Spring and autumn in Baltimore are, for most people, the ideal times to visit the city. The temperatures in April and May, as well as September and October, hover in the 60s and 70s, with a few balmy 80 degree days popping up here and there. Because the city is located farther South than many other major cities in the Eastern corridor, warm temperatures often continue into November, with the winter season arriving a week or two prior to Thanksgiving.

Winters are short and relatively bearable, beginning in mid-November and continuing until the end of February. The average temperatures range between 29 and 45 degrees Fahrenheit, and while snow is common in many Northeastern cities during this time of year,Baltimore typically receives bouts of freezing rain and sleet in lieu of snow. Noreasters, or blizzards that typically dump feet of snow on to Northeastern cities in December and January, are rare. However, if a storm travels a path where it is likely to hit the Virginia and Washington D.C. area, Baltimore will also typically see significant snow accumulation. Snow is seen about 10 days a year in the Baltimore area, making it a perfect choice for those who like the benefits of having four distinct seasons, but dislike extremes.

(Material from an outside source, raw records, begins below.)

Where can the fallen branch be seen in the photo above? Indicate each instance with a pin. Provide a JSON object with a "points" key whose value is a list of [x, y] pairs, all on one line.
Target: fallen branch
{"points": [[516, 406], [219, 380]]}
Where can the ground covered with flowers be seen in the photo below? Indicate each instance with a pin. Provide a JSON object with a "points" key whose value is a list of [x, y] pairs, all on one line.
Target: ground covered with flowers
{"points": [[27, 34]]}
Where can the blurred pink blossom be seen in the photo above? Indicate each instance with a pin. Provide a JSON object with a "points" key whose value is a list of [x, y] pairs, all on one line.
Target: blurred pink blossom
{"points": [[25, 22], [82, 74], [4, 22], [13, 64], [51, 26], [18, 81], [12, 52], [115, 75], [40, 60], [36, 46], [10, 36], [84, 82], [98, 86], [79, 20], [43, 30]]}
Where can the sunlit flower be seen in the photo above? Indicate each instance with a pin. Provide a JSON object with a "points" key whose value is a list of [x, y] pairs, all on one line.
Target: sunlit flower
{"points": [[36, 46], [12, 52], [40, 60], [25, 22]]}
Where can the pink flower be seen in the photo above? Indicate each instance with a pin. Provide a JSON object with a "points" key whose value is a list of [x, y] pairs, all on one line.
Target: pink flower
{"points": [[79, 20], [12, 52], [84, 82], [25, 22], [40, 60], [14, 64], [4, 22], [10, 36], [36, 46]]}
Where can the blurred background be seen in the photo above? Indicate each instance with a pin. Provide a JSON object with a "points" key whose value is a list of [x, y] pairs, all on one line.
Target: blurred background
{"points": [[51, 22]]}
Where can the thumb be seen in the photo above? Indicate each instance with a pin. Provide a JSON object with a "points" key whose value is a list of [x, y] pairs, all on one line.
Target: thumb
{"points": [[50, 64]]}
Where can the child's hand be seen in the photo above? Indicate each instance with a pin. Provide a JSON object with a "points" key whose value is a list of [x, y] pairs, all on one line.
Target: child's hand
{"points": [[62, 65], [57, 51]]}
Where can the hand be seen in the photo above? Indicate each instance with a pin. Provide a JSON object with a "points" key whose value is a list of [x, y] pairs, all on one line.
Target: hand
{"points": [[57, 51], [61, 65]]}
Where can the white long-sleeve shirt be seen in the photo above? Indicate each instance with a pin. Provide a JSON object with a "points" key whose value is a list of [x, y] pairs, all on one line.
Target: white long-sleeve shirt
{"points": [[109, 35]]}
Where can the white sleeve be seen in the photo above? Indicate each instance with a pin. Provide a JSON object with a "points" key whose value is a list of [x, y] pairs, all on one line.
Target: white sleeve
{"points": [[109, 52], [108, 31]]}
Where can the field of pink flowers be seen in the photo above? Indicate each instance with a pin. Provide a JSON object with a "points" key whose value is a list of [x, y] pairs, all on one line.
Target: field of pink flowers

Summers are short but intense, typically lasting only June, July, and August. It is rare for the mercury to climb above the 100 degree Fahrenheit mark, but it is not uncommon to see half the summer hit highs above 90. The city proper and coastal towns are usually several degrees warmer than the outlying areas, due to the existence of an urban heat island in the center of the city. This exists not only because Baltimore proper has seen more construction and urban development, but because the breezes of the Chesapeake Bay do not travel in a manner that moderates the temperature within the city. The result is that although the city is hotter during the summer, it also receives less snow, sleet, and freezing rain than the outlying areas.

In comparison to most of the country, Baltimore has weather that is moderate and comfortable for individuals that enjoy seeing four distinct seasons. However, a majority of the year is defined by Spring and Autumn-like temperatures.